Unnamed: 0,Cluster#,Postcode,Borough,Neighbourhood,Latitude,Longitude
17,0,M2H,North York,Hillcrest Village,43.803762,-79.363452
18,0,M2J,North York,"Fairview, Henry Farm, Oriole",43.778517,-79.346556
19,0,M2K,North York,Bayview Village,43.786947,-79.385975
20,0,M2L,North York,"Silver Hills, York Mills",43.75749,-79.374714
21,4,M2M,North York,"Newtonbrook, Willowdale",43.789053,-79.408493
22,4,M2N,North York,Willowdale South,43.77012,-79.408493
23,4,M2P,North York,York Mills West,43.752758,-79.400049
24,4,M2R,North York,Willowdale West,43.782736,-79.442259
25,3,M3A,North York,Parkwoods,43.753259,-79.329656
26,3,M3B,North York,Don Mills North,43.745906,-79.352188


In [155]:
import matplotlib.cm as cm
import matplotlib.colors as colors
# create map
map_clusters = folium.Map(location=[43.737473, -79.464763],zoom_start=10)

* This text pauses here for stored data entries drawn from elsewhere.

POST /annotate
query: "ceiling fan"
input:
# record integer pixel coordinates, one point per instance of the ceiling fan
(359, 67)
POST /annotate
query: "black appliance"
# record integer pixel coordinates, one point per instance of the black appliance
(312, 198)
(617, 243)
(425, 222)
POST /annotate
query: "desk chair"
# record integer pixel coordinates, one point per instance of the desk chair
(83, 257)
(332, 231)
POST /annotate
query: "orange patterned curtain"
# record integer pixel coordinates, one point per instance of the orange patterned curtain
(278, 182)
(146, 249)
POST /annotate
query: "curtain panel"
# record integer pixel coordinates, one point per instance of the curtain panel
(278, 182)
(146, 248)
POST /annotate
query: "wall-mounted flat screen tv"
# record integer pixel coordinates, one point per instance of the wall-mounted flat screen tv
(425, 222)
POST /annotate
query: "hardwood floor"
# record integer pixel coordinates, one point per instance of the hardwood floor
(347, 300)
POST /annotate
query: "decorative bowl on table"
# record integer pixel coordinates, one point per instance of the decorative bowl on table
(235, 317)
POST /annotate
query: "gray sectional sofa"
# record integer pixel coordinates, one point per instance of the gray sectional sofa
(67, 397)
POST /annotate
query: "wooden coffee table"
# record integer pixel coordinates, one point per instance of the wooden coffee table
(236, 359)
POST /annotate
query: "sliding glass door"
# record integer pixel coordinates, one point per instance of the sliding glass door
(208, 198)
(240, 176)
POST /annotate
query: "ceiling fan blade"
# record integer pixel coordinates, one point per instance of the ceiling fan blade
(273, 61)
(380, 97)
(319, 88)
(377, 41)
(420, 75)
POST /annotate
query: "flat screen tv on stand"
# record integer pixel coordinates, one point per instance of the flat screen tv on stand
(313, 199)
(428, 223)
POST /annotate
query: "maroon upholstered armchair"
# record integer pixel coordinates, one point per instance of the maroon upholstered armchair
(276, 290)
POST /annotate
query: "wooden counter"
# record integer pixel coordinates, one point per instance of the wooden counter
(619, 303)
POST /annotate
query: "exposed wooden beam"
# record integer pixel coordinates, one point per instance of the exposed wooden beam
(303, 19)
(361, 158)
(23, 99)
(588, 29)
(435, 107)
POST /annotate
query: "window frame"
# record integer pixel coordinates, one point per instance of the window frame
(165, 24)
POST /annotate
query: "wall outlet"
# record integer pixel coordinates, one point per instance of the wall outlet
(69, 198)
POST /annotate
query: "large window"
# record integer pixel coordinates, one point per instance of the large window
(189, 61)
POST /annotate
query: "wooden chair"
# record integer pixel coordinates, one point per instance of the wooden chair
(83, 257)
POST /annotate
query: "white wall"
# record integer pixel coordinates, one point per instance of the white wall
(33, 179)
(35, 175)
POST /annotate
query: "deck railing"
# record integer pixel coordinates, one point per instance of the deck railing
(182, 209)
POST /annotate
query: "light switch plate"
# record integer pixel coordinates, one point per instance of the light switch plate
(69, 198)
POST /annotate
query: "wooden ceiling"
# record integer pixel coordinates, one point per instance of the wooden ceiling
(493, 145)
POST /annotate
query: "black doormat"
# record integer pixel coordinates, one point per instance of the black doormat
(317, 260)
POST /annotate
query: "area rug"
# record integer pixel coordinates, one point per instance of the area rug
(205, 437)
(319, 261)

# set color scheme for the clusters
x = np.arange(k)
ys = [i + x + (i*x)**2 for i in range(k)]
colors_array = cm.rainbow(np.linspace(0, 1, len(ys)))
rainbow = [colors.rgb2hex(i) for i in colors_array]

# add markers to the map
markers_colors = []
for lat, lon, neighbourhood, cluster in zip(dfNorthYork['Latitude'], dfNorthYork['Longitude'], dfNorthYork['Neighbourhood'], dfNorthYork['Cluster#']):
    label = folium.Popup(' Cluster ' + str(cluster), parse_html=True)
    folium.CircleMarker(
        [lat, lon],
        radius=5,
        popup=label,
        color=rainbow[cluster-1],
        fill=True,
        fill_color=rainbow[cluster-1],
        fill_opacity=0.7).add_to(map_clusters)
       
map_clusters

## The map might not be visible on Github. Check out the README for the map.

As can be seen from the map, there are 5 clusters in North York. They may be explained by the fact that for the clustering we have used only geolocation data. Geography of the region and Zoning By-law are major causes of this clustering of North York's neighbourhoods.